Oil prices fall as market weighs mixed supply signals
“The market was less active than usual, due to the long weekend in Europe, America and most of Asia, with the reduction in the number of active buyers also contributing to the easing in prices,” said Ricardo Evangelista, senior analyst at ActivTrades, citing the U.S. stock build.
London: Oil prices edged higher on Thursday in thin trade ahead of a long weekend as traders weighed news of a possible European ban on Russian oil imports against a larger-than-expected build in U.S. oil stocks and falling refining activity in China.
Brent futures were up 42 cents, or 0.4%, at $109.17 a barrel, while U.S. West Texas Intermediate futures were 23 cents or 0.22% higher at $104.39 a barrel at 1223 ET or 1622 GMT.
While the European Union has not imposed a ban on imports of Russian oil in response to Russia’s invasion of Ukraine, the New York Times reported that EU officials were drafting an embargo on Russian oil products.
That comes as Chinese refiners are set to cut crude throughput this month by about 6% – a scale last seen in the early days of the COVID-19 pandemic two years ago – to ease bulging fuel inventories as recent COVID lockdowns undercut consumption, industry sources and analysts said.
Despite signals that global supply disruption will persist, U.S. oil stocks rose by more than 9 million barrels last week, the U.S. Energy Information Administration said on Wednesday, driven in part by releases from the nation’s strategic reserves.
Analysts in a Reuters poll had anticipated just an 863,000-barrel build.
Ricardo Evangelista, senior analyst at ActivTrades, said while the stock build and a drop in market activity due to the long weekend in Europe, America and most of Asia were pressuring oil, positive factors remained.
“The outlook for the price of the barrel remains very much tilted to the upside – demand remains amidst tight supply,” he added.
U.S. gasoline stocks fell 3.6 million barrels last week, far more than anticipated, and distillate inventories also declined.

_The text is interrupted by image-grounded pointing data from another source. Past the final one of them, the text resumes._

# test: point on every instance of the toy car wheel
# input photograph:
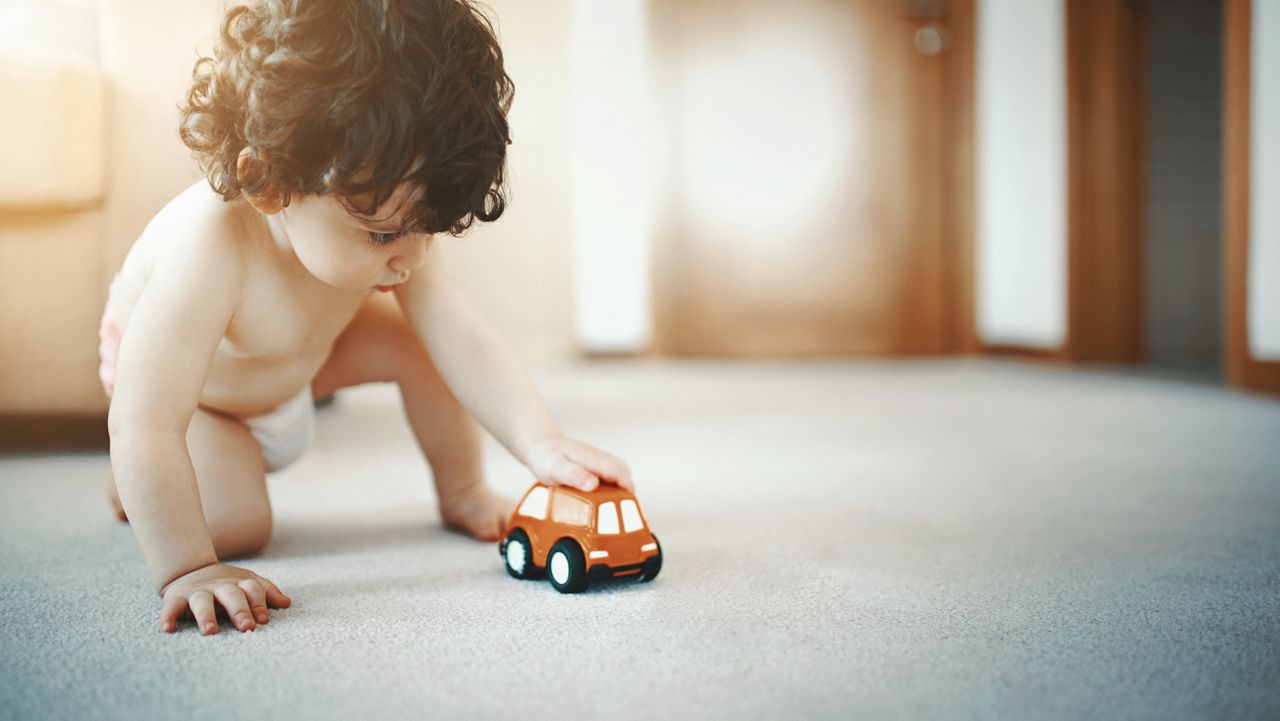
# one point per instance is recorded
(652, 565)
(517, 555)
(566, 566)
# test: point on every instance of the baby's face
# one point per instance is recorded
(353, 252)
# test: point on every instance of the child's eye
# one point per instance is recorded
(383, 238)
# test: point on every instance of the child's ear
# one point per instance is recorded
(247, 167)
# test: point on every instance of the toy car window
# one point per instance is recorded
(607, 521)
(535, 503)
(570, 510)
(631, 516)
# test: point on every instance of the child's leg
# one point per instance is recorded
(232, 483)
(380, 346)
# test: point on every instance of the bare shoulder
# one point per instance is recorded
(197, 228)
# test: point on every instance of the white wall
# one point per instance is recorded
(609, 162)
(1264, 281)
(1020, 160)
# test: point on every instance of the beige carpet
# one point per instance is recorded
(946, 539)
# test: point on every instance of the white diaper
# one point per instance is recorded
(286, 432)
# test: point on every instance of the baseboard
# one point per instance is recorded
(30, 433)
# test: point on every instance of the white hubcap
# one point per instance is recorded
(516, 556)
(560, 567)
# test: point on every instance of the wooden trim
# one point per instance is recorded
(960, 196)
(1242, 368)
(39, 433)
(1028, 352)
(1106, 89)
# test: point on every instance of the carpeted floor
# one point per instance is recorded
(944, 539)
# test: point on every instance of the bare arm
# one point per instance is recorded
(164, 356)
(485, 375)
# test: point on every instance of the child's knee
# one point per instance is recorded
(242, 533)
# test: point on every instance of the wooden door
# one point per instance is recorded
(814, 196)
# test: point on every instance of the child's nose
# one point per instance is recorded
(411, 259)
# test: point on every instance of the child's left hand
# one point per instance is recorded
(558, 460)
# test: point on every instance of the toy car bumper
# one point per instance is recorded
(603, 571)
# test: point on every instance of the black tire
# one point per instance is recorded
(570, 578)
(519, 539)
(653, 565)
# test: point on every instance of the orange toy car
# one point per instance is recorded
(576, 537)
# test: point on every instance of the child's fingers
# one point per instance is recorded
(606, 465)
(172, 610)
(274, 597)
(256, 594)
(201, 603)
(568, 473)
(232, 598)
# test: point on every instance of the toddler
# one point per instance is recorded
(338, 137)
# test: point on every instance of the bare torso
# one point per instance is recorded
(286, 320)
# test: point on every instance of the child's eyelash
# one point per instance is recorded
(383, 238)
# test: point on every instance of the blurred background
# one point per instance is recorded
(1064, 179)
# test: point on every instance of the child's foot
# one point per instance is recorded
(475, 510)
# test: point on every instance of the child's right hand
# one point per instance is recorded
(243, 594)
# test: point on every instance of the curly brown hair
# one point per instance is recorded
(353, 97)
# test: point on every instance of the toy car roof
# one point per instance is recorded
(603, 492)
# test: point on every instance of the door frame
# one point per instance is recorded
(1106, 108)
(1242, 368)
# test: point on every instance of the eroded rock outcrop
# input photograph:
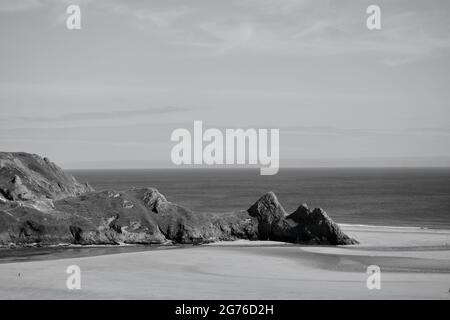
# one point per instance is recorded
(25, 176)
(41, 204)
(302, 226)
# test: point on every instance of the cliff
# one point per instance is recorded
(40, 204)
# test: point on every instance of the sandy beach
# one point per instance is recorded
(414, 262)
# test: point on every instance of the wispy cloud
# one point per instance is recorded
(84, 116)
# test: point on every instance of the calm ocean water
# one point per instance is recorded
(393, 197)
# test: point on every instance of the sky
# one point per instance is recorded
(109, 95)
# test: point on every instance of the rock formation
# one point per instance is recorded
(40, 204)
(25, 176)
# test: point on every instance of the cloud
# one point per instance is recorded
(21, 5)
(84, 116)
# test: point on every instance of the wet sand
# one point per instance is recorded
(415, 264)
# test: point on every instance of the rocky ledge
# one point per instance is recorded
(42, 205)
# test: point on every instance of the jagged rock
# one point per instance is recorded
(40, 204)
(153, 200)
(302, 226)
(25, 176)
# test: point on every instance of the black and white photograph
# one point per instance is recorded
(208, 150)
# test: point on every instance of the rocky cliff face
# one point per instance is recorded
(40, 204)
(25, 176)
(302, 226)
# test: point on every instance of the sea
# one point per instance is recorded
(399, 197)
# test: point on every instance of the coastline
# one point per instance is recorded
(415, 264)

Both contracts on Wednesday shrugged off a build in U.S. crude inventories to end the trading session more than 4% higher.

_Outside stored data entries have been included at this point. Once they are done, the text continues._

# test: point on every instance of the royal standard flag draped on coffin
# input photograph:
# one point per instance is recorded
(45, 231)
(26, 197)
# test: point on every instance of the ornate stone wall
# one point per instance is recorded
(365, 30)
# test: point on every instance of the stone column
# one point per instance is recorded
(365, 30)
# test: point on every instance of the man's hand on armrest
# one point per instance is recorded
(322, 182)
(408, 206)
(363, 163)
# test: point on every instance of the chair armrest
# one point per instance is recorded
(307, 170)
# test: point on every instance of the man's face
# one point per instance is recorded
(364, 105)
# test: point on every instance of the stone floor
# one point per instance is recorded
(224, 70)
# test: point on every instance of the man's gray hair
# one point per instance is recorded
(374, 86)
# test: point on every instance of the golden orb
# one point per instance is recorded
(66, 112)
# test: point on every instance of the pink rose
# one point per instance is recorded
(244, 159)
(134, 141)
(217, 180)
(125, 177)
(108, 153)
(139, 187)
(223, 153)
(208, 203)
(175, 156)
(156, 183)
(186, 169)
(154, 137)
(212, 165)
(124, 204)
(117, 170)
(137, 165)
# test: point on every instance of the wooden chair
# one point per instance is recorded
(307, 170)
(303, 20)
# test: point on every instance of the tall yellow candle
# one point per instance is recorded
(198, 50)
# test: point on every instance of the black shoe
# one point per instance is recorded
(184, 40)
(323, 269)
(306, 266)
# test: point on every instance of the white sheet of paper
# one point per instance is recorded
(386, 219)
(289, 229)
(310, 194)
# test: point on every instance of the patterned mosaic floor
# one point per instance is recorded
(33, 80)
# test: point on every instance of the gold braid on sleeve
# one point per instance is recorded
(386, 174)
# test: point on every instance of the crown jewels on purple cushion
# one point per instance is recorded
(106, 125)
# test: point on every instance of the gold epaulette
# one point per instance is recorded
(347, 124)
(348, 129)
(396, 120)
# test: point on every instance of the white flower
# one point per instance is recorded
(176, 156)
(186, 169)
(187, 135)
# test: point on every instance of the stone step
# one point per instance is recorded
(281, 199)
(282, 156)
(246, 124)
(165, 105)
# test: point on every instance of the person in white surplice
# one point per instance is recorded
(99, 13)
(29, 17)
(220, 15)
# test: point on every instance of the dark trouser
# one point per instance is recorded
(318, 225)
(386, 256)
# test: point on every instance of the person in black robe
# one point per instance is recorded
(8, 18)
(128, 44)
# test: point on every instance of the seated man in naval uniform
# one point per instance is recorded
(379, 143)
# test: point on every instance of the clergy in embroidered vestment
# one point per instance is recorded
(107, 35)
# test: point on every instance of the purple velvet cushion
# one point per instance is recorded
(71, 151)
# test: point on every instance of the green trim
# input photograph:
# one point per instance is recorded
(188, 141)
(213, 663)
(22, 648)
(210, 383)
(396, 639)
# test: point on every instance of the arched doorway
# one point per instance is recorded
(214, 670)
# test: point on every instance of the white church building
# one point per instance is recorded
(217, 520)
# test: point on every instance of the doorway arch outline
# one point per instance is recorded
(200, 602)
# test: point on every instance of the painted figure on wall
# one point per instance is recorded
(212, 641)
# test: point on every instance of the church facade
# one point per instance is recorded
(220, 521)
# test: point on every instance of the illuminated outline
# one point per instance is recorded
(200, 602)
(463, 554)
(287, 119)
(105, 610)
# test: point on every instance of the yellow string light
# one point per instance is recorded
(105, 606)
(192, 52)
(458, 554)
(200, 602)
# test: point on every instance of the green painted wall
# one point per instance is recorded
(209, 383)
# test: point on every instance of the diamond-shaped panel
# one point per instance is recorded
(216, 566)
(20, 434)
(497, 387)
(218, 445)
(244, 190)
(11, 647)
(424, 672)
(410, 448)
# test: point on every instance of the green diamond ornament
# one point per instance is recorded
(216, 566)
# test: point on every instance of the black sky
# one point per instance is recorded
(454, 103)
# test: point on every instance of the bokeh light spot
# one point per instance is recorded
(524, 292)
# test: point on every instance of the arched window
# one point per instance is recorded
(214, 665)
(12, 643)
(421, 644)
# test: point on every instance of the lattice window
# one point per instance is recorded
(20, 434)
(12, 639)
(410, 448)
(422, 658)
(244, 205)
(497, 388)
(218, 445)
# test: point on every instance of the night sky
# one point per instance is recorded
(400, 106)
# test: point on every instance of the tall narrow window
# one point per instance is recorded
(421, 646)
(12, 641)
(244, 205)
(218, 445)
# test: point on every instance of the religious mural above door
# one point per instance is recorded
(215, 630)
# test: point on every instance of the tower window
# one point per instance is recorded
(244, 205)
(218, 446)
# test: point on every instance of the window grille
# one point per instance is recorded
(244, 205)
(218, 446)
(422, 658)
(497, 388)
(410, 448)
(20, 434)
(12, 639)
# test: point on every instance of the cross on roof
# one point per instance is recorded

U.S. oil production forecasts are being revised upwards despite labor and supply chain constraints as higher prices spur more drilling and well completion activity, according to industry experts.
The International Energy Agency on Wednesday warned that from May onwards roughly 3 million barrels per day of Russian oil could be shut in due to sanctions or buyers voluntarily shunning Russian cargoes.
At the same time, major global trading houses are also planning to curtail crude and fuel purchases from Russia’s state-controlled oil companies in May, Reuters reported on Wednesday.
Russia’s Energy Ministry said on Thursday it was limiting access to its statistics on oil and gas production and exports.
Trade was going to continue to be “somewhat nervous” as the war between Russia and Ukraine continues and as countries weigh banning Russian supplies, Price Futures Group analyst Phil Flynn said.
“The big question is going to be, how many people are going to want to be short oil going into the long weekend?”
Traders were also jockeying for position as U.S. May crude options were set to expire on Thursday.
The probability of an EU ban on Russian oil being agreed may be almost zero, but no one will be able or wanting to say that clearly, Vandana Hari, founder of oil market analysis provider Vanda Insights, said.
“Even a continuing saber-rattling will be enough to keep the risk premium alive,” she said.